Dans la petite ville française de Colmar, à la frontière allemande, se trouve l'une des merveilles de l'art occidental: un polyptyque du XVIe siècle créé par une figure énigmatique pour un hôpital qui soignait les victimes de l'incendie de Saint Antoine, une maladie défigurante maintenant appelée ergotisme. Le retable d'Isenheim, considéré comme une "création artistique sublime", et son créateur, Matthias Grünewald, fascinent artistes et savants depuis que l'œuvre a été transférée pour la première fois à Colmar, il y a environ 200 ans.

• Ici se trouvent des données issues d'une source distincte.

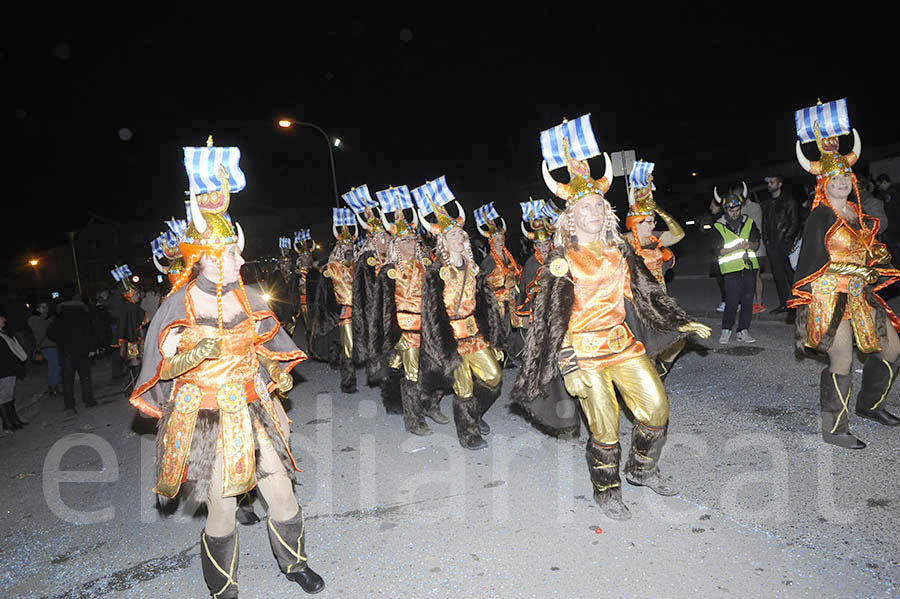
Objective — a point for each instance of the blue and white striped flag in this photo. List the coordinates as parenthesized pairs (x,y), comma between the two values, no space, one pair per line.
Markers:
(343,216)
(121,272)
(156,246)
(358,198)
(486,214)
(437,190)
(640,175)
(832,117)
(177,227)
(532,210)
(582,144)
(394,198)
(203,176)
(171,239)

Commandé par des moines antonites, le retable a été créé entre 1512 et 1516 pour la chapelle d'un hôpital du monastère de l'ordre à Isenheim, à 25 km au sud de Colmar. Là-bas, les moines prodiguaient des soins à des patients souffrant de la maladie douloureuse et souvent mortelle, nommés (comme le firent les moines eux-mêmes) pour un personnage qui avait lui-même connu de grandes souffrances. L’homme choisi pour exécuter cette commande était un artiste et un ingénieur allemand - contemporain d’Albrecht Dürer - dont le nom même échappa longtemps aux érudits. Un biographe le déclara Matthias Grünewald en 1675 et, depuis lors - bien qu'il ait été déterminé par la suite qu'il s'appelait Mathis Godhardt ou Mathis Godhardt Neithardt -, les érudits ont poursuivi la tradition d'utiliser le mauvais nom.
Le retable que Grünewald a créé est une collection variée d’images troublantes et édifiantes qui se déploient lorsque les ailes s’ouvrent pour révéler une série de scènes. Comme dans la plupart des arts chrétiens, le Sauveur joue un rôle central en apparaissant dans un panneau de crucifixion terrifiant et une puissante résurrection. Mais dans ce travail, le saint Antoine torturé est également mis en évidence. Les deux personnages semblent avoir pour but de donner espoir et consolation aux malades, transmettant ainsi le message selon lequel la douleur rapproche aussi de Dieu.
Aujourd'hui, peu de gens viennent voir le retable, aujourd'hui au musée Unterlinden de Colmar, qui n'a attiré que 250 000 visiteurs l'an dernier. Selon l'auteur Stanley Meisler, la paix et l'intimité ainsi obtenues offrent un avantage indéniable à ceux qui se rendent en pèlerinage.